A former Metrobus driver will serve a year in prison for negligent homicide in a 2008 bus crash that killed a California man as he rode in a D.C. taxi with his wife and two children.
The sentencing hearing, held in D.C. Superior Court, marked the end of the saga since the Sept. 26, 2008 crash just west of the White House upended two families.
Ronald Taylor, 41, was sentenced to 12 months in prison and three years of supervised release, less than the three-year prison term that prosecutors had sought.
The timeline |
SBlt July 2007: Ronald Taylor gets out of prison after serving 12 years on a 1994 drug conviction. |
• March 2008: He joins Metro as a bus driver. |
• Sept. 26, 2008: Bartlett Tabor is killed after Taylor runs a red light and slams his bus into a taxi. |
• Oct. 2008: Taylor is fired. |
SBlt Jan. 2010: |
Metro settles a lawsuit filed by the Tabor family for an undisclosed amount of money. |
• May 2010: Metro is ordered by an arbitration panel to rehire Taylor and pay him back pay. He becomes a station manager. |
• April 2011: Taylor is charged with negligent homicide. |
• April 2012: He is refired from Metro, two weeks after pleading guilty to the charge. |
But he is serving at least 18 months for a parole violation, triggered by pleading guilty to the negligent homicide charge earlier this year.
In giving him the shorter sentence, Judge Ronna Lee Beck said his prior drug convictions should not play a major role in a crash conviction unconnected to such criminal activity. Yet, she noted they already had. After the 18 months for the parole violation, he will be in jail for close to three years.
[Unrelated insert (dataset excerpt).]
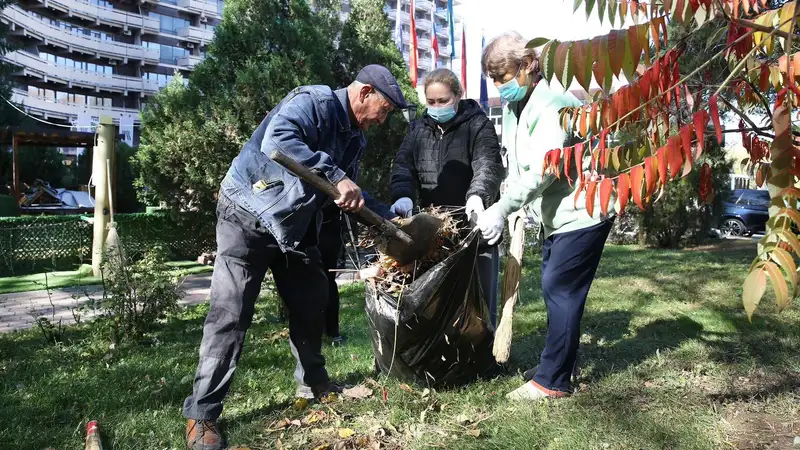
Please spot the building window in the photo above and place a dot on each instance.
(169, 24)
Bartlett Tabor, 55, a finance executive, was killed while visiting D.C. for a business trip with his wife, Kathy, and their children, then 9 and 10 years old. They were riding in a sport utility taxi on 19th Street NW near the intersection of Virginia Avenue just before 8:15 p.m.
Taylor was driving his out-of-service bus to the Friendship Heights bus garage for a break. He was speeding, 16.5 mph above the 25 mph limit on Virginia Avenue, and ran through a red light that had changed at least 17 seconds earlier.
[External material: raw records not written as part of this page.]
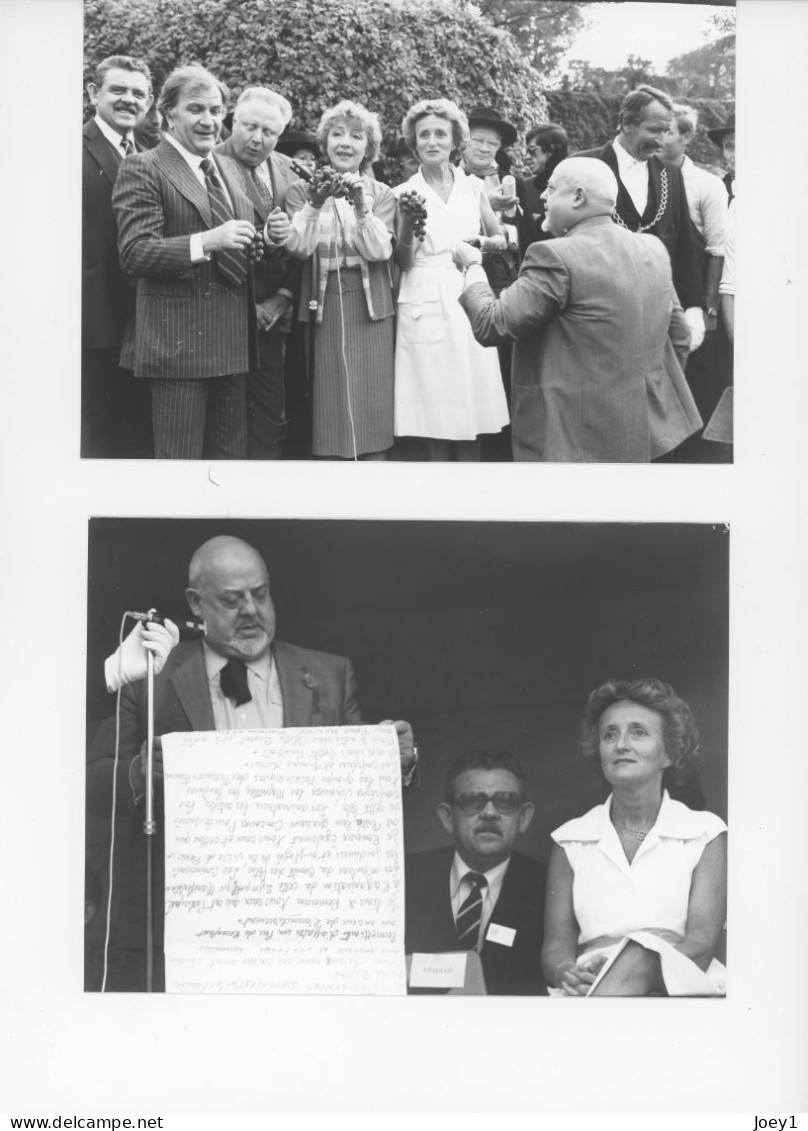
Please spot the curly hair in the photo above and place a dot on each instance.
(483, 760)
(353, 112)
(441, 108)
(679, 732)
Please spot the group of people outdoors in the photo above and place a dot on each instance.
(633, 901)
(569, 314)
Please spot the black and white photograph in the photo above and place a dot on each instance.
(486, 644)
(363, 231)
(328, 785)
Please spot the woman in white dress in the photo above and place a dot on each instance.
(636, 895)
(447, 387)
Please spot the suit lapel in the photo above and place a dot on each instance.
(189, 681)
(298, 697)
(102, 152)
(174, 166)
His attorney, Nikki Lotze, said it is a confusing intersection in which one can see another light — which was green — behind the red light. “He entered the intersection thinking he had the green,” Lotze said.
The bus crashed into the taxi, knocking the cabbie unconscious and injuring all involved.
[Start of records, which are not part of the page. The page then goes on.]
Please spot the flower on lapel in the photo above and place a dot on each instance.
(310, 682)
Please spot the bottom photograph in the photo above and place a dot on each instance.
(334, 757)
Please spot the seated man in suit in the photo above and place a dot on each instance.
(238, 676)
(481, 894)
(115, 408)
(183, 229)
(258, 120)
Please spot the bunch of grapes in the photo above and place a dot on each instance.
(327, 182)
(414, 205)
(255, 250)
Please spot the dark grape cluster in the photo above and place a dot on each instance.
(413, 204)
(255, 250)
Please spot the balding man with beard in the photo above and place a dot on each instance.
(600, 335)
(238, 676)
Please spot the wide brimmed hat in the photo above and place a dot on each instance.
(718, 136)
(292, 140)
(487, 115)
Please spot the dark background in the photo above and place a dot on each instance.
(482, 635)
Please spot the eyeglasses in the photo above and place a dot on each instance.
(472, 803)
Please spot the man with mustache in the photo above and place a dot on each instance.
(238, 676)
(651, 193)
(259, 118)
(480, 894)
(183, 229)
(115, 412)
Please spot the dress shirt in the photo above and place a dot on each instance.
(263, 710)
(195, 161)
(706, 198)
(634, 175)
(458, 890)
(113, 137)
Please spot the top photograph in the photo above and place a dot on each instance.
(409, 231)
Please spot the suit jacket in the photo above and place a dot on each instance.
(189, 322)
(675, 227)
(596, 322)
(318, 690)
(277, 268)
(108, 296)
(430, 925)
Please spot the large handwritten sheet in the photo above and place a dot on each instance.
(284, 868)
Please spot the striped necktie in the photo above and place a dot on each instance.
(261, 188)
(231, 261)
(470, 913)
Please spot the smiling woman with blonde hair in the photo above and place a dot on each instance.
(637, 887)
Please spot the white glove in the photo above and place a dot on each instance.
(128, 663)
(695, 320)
Tabor, who sat in the middle of the passenger seat, was the sole person not wearing a seat belt, Lotze said. The force of the crash plunged him into the dashboard. She noted he was the only one who died, questioning whether the outcome might have been different with a seat belt.
Kathy Tabor told the court that she thought the hardest day of her life was when she told her children that their father was dead but couldn’t hold them as she lay with a broken sternum in a hospital bed. But she said she now knows the hardest part is living without him every day, watching her son learn how to tie a tie for his middle-school graduation from a YouTube video.
Taylor apologized to the Tabor family, directing his comments to the children, who sat next to their mother. “I can’t give your father back,” said Taylor, a father himself who grew up without one around. “It hurts looking at you, knowing the hurt I’ve caused you. … I pray that you can forgive me somehow, someday.”